La douleur de la pancréatite chronique (PC) reste difficile à traiter, principalement en raison de notre compréhension insuffisante des mécanismes nociceptifs sous-jacents. Les traitements sont trop souvent fondés sur les modifications anatomiques du pancréas, en dépit de l’absence de corrélation entre les anomalies morphologiques et l’intensité de la douleur.

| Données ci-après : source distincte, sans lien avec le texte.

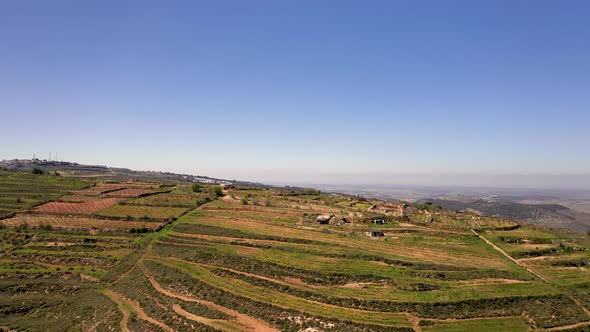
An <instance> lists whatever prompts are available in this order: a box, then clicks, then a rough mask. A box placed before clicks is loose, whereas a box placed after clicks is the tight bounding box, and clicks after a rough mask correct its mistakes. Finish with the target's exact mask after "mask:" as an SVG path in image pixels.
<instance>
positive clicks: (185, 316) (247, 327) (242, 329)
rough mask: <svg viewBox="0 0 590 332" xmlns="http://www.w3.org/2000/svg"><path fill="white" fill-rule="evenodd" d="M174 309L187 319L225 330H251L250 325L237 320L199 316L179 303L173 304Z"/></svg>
mask: <svg viewBox="0 0 590 332" xmlns="http://www.w3.org/2000/svg"><path fill="white" fill-rule="evenodd" d="M172 309H173V310H174V312H176V313H177V314H179V315H181V316H184V317H185V318H187V319H190V320H192V321H195V322H199V323H201V324H204V325H208V326H211V327H213V328H214V329H217V330H220V331H223V332H239V331H247V330H249V327H248V326H244V325H239V324H238V322H236V321H227V320H223V319H211V318H206V317H202V316H197V315H195V314H192V313H190V312H188V311H185V310H184V309H182V307H180V306H179V305H178V304H173V305H172Z"/></svg>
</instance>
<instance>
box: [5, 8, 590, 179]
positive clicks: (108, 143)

Historiquement, la douleur pancréatique s’est longtemps focalisée sur les anomalies morphologiques du pancréas. La vision actuelle de la douleur de PC donne une large place aux altérations des systèmes de transmission et de modulation de la nociception qui sont retrouvées au niveau du système nerveux central. De semblables altérations existent dans la douleur neuropathique.

Par ailleurs, la douleur abdominale résulte probablement de l’intrication de plusieurs mécanismes nociceptifs. Ces mécanismes sont très variables selon les individus. Le traitement devant être adapté aux mécanismes nociceptifs sous-jacents, il n’est pas possible de définir une approche thérapeutique, unique, qui soit applicable à tous les patients.

Enfin, l’hypothèse du « burn-out » est questionnée par plusieurs récents travaux, y compris par l’équipe qui est à l’origine de ce concept. Le « burn-out » postule la disparition à terme de la douleur avec la progression de l’atrophie pancréatique. La douleur pourrait donc persister indéfiniment chez certains patients. Aussi, le clinicien ne doit pas attendre une hypothétique résolution spontanée de la douleur. Ce symptôme persistant parfois indéfiniment, les cliniciens devraient le traiter plus agressivement et plus précocement.

Toutes ces nouvelles notions impliquent un changement de paradigme dans les stratégies thérapeutiques de la douleur de la PC. En particulier, le choix des traitements devrait tenir compte des mécanismes nociceptifs sous-jacents chez chaque individu et une médecine plus personnalisée s’avère nécessaire. Pour cela, il est nécessaire de développer des outils permettant d’identifier l’étiologie de la douleur chez chaque patient.